Bria’s posture on transparency was set well before the Article 50 deadline existed.

The Trust pillar of Bria’s platform is built on several architectural commitments that map directly to the obligations enterprises now need to evidence.

Licensed training data. Bria’s foundation models are trained on 100% licensed content, sourced through partnerships with Getty Images, Alamy, Envato, Freepik, Depositphotos, and over 30 other rights-holders. There is no scraped data exposure, no LAION inheritance, no opaque dataset to defend in legal review. This is the precondition for every other piece of the trust stack.

Visual Birth Certificate. Every asset generated through Bria is associated with a provenance record that traces the output back to the licensed training data that influenced it.
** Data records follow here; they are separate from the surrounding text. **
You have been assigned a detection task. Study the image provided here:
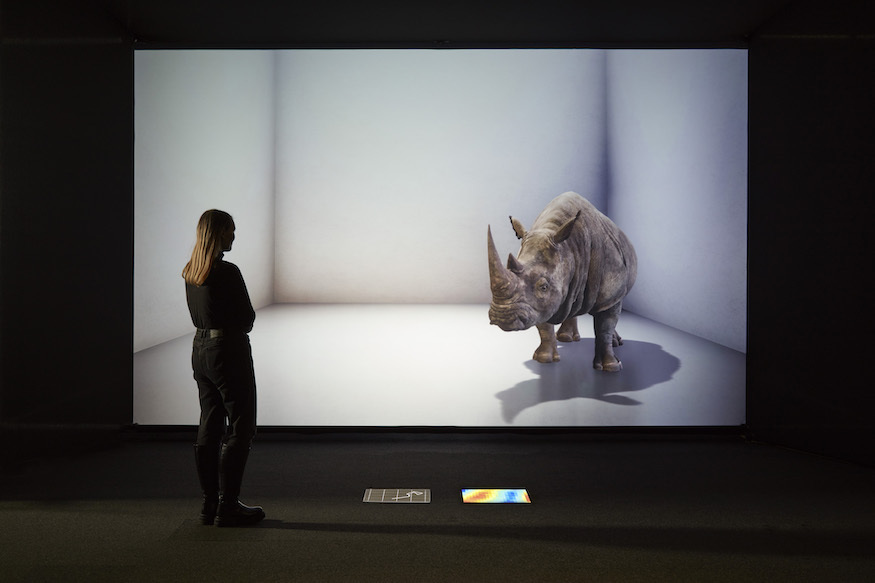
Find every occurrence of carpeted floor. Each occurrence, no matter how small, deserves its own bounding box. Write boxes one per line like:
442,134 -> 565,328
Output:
0,432 -> 875,583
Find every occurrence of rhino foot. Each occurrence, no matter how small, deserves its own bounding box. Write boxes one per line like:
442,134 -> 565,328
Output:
592,360 -> 623,372
532,348 -> 559,364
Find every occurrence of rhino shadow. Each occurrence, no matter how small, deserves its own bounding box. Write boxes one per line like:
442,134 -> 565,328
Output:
496,338 -> 681,423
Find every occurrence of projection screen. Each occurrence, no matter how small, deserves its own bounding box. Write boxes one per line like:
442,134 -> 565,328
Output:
133,49 -> 747,427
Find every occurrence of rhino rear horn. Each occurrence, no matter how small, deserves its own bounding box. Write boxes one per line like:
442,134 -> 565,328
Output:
486,227 -> 514,298
509,217 -> 526,239
553,211 -> 580,245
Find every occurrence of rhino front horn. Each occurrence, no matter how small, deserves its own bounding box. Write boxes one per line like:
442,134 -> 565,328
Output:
486,227 -> 514,299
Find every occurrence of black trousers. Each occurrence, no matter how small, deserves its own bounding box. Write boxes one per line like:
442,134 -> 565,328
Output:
191,331 -> 256,449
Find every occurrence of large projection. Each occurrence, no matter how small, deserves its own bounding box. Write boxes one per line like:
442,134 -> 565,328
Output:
133,49 -> 747,427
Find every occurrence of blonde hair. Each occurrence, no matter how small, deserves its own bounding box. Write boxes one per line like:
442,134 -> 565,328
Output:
182,209 -> 234,285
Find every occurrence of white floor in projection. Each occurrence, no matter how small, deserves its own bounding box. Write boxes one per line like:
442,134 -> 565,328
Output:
134,304 -> 745,427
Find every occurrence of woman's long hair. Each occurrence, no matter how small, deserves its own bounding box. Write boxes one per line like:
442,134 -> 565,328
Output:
182,209 -> 234,285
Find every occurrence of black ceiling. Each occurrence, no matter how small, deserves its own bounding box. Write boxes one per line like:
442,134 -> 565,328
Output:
102,0 -> 788,46
6,0 -> 875,48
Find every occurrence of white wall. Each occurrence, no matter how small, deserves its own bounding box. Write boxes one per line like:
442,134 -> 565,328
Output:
607,50 -> 747,352
275,50 -> 605,303
134,50 -> 747,351
134,51 -> 274,351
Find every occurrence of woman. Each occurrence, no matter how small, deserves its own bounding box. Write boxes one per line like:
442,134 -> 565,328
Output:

The Visual Birth Certificate is a periodic provenance report that documents what was generated under your token, which licensed sources contributed, and how creators were compensated. For audit, copyright registration, and regulator response, this is the per-asset evidence Article 50 implicitly requires.

C2PA Content Credentials by default. Bria has integrated C2PA content credentials across its image generation and editing endpoints. Outputs carry the cryptographic chain-of-custody assertion the EU Code of Practice describes as the most technically mature compliance pathway. C2PA is on by default, not a feature flag.
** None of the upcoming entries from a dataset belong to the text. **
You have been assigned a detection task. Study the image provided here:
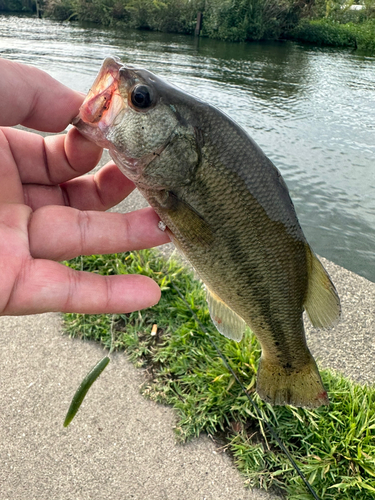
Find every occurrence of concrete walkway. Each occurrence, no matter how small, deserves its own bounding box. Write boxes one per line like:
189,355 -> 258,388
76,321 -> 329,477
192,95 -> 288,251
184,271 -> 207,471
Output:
0,178 -> 375,500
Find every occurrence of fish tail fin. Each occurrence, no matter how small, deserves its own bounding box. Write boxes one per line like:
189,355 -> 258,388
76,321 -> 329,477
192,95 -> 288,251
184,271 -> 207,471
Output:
257,355 -> 329,408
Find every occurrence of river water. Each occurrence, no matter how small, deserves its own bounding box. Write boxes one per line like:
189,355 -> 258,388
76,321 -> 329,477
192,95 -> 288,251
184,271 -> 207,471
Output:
0,16 -> 375,281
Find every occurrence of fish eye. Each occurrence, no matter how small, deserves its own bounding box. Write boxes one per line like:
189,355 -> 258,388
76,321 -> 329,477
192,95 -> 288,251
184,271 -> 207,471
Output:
131,85 -> 152,109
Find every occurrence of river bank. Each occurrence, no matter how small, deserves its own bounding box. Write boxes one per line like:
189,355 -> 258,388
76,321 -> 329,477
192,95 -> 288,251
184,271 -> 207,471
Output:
0,0 -> 375,53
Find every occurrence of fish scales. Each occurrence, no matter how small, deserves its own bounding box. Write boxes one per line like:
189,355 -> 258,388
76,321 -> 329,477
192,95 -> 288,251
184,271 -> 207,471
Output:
74,59 -> 340,407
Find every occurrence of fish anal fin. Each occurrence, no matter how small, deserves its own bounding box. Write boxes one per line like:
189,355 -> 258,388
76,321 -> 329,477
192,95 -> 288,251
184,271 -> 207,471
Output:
304,247 -> 341,328
257,355 -> 329,408
206,288 -> 246,342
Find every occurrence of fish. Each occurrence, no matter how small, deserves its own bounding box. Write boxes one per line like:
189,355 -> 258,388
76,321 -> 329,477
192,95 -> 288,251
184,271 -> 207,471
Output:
72,57 -> 341,408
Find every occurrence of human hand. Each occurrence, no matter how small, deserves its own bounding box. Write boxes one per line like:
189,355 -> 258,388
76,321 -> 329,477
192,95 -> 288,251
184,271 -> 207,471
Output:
0,59 -> 169,315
Attribution and creator compensation. Bria’s attribution engine routes a share of revenue back to the rights-holders whose data informed each generation. This is operational architecture, not a marketing position, and it is the layer that makes the licensed-data story durable rather than declarative.

Full indemnification and enterprise certifications. Bria provides full IP indemnification for outputs generated by its models, and is certified to SOC 2 Type II, ISO 27001, GDPR, and EU AI Act-aligned compliance standards. For enterprise procurement, this matters because it shifts a category of risk from the buyer’s balance sheet onto the vendor’s.
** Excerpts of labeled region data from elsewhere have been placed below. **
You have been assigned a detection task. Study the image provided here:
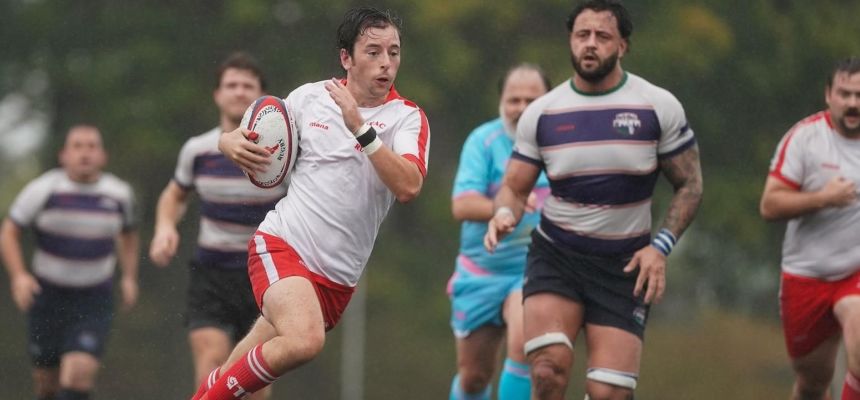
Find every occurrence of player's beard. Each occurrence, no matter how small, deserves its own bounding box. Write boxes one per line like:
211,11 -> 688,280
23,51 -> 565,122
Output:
836,108 -> 860,137
570,52 -> 618,83
499,103 -> 517,142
Deployment flexibility for EU data residency. Bria runs on Bria Cloud, BYOC, on-premises, and on-device. EU customers managing data-residency or sovereignty requirements have an architectural option, not a workaround.

The Trust pillar was not built in response to Article 50. The regulation now codifies the standard the pillar has been operating against. That is the simplest summary of where Bria sits in the new compliance landscape.

• Audit your active visual-AI vendors against the procurement questions above. Identify the ones that cannot evidence training-data rights, machine-readable provenance, per-asset audit logging, or C2PA support. Decide whether to remediate or replace.
• Document the disclosure workflow for any synthetic-content use case that touches the public. Campaigns featuring AI-generated spokespeople, voice clones, public-interest text, deepfake-adjacent creative. Disclosure is the deployer’s obligation, not the vendor’s.
• Bring procurement, legal, and creative teams into the same conversation. Article 50 sits across the boundary between operations and brand. The teams that solve it cleanly are the ones that talk early.

The August 2 deadline is not the end of the work. It is the floor under it. Provenance, attribution, and disclosure are about to be commercial standards as much as legal ones, and the enterprises that treat them as architecture rather than compliance overhead will be the ones with the cleanest production pipelines on the other side.